I took a peek into a jail in South America/ Colombia once. Believe me, these guys are in Shangri-La. Those folks had to have outsiders bring them FOOD if they wanted to eat, etc.
...prisons without AC in Texas is like being confined to a hot-box you see in prison camp movies. It can get to well over 100 degrees, health-threatening.
How about our boys in Iraq or in the gulf on blacktop flight deck? How do they deal with their “hot box?”
Too Bad tough S#!T
Cant do the time don’t do the crime.
Shucky darn.
Probably should consider doing their crimes in a Northern East Coast or West Coast state where coddling of criminals is the socially accepted norm.
I’m a Texan who grew up without A/C at home or in school in the 70s. Four generations have lived in this house which didn’t get A/C until ‘95. Heck, the A/C is off today and the windows are open.
Whaaa, big whiney babies. If they can’t stand the heat, stay out of the prison kitchen. Go do your crimes in more moderate climates. Half my relatives work/retired at TDCJ and they aren’t crying.

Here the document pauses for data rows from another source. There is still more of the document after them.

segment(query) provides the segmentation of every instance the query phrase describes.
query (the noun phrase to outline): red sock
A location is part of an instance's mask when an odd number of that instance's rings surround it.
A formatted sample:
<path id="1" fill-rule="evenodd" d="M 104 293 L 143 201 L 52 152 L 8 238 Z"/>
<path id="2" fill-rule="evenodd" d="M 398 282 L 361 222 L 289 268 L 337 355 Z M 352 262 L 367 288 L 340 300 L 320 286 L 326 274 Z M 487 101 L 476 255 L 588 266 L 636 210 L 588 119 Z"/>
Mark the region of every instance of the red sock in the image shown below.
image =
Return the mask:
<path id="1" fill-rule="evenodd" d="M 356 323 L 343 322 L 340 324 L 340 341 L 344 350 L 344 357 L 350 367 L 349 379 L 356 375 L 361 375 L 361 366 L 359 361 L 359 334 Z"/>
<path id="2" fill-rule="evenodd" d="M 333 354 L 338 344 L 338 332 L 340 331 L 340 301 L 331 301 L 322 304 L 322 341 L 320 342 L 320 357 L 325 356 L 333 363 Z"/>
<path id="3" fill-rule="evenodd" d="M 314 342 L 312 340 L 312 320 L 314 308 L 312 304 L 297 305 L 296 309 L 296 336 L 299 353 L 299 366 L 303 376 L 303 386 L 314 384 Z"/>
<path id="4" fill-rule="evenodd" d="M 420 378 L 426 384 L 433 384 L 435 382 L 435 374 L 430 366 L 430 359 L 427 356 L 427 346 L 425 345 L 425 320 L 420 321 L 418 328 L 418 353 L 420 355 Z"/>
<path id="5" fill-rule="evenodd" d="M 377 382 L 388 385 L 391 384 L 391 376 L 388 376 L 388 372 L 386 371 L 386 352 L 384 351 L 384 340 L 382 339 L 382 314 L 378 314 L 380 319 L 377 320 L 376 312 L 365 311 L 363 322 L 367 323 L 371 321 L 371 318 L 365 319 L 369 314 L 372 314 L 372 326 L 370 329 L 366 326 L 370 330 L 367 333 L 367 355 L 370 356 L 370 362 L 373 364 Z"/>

I grew up in Iowa in the mid-30’s to the early 50’s where it was really hot in July, August and we did not have air conditioning. I do not feel sorry for the inmates.
I grew up in the ‘40s-’50s in Dallas TX. Public schools had open windows and ceiling fans in the hot weather and we kids played all types of sports outside during P.E. (remember when schools had P.E.?)

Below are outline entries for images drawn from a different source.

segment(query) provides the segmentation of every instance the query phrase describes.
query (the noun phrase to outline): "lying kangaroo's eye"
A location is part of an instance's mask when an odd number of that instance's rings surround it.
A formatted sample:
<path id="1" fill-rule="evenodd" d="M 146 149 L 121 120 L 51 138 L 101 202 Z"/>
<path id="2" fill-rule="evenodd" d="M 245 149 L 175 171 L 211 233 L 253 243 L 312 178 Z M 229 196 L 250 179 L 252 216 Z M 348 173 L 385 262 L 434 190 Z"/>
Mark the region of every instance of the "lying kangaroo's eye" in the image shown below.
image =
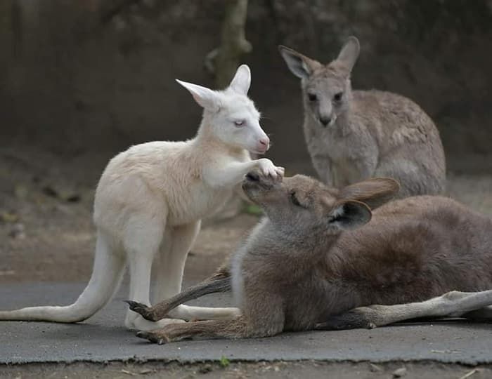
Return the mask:
<path id="1" fill-rule="evenodd" d="M 296 205 L 297 206 L 302 206 L 301 205 L 301 203 L 299 202 L 299 200 L 297 200 L 297 197 L 295 195 L 295 192 L 290 193 L 290 201 L 294 205 Z"/>
<path id="2" fill-rule="evenodd" d="M 339 92 L 337 93 L 335 93 L 335 95 L 333 96 L 333 100 L 335 101 L 340 101 L 342 100 L 342 98 L 344 95 L 343 92 Z"/>
<path id="3" fill-rule="evenodd" d="M 308 93 L 308 98 L 309 101 L 316 101 L 318 100 L 318 96 L 316 93 Z"/>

Our 800 sq.ft. house didn’t even have a swamp pump until about ‘53. We used a small exhaust fan in a North window to pull a draft through the house from an open South window.
After supper, neighbors would gather in the yard on the East side of our house with lawn chairs, blankets for kids, ice chests for drinks or watermelon. We would all be out there until about 10-11pm, just to allow the houses to cool down enough to go to bed. ....There was a major heat problem and drought there in the early ‘50s.

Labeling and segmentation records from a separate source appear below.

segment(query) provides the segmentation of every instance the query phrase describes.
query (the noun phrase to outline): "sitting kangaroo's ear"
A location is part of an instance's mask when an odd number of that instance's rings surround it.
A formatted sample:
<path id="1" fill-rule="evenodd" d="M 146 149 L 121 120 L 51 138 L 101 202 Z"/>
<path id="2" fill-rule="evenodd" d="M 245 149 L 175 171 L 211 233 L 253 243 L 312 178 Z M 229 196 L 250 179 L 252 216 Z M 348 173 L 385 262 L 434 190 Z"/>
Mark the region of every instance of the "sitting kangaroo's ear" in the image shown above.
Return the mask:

We hadn’t committed any crimes deserving punishment. We survived.
I feel no empathy for those who were convicted of crimes that resulted in them being in State prisons. I’m sure the prisons have fans.
I know that years’ ago, the Texas prisoners had to work the farmlands on the prison grounds, from which food was provided to feed the prisoners and sell to local markets. Those prisoners weren’t so pansy as to be filing class action suits.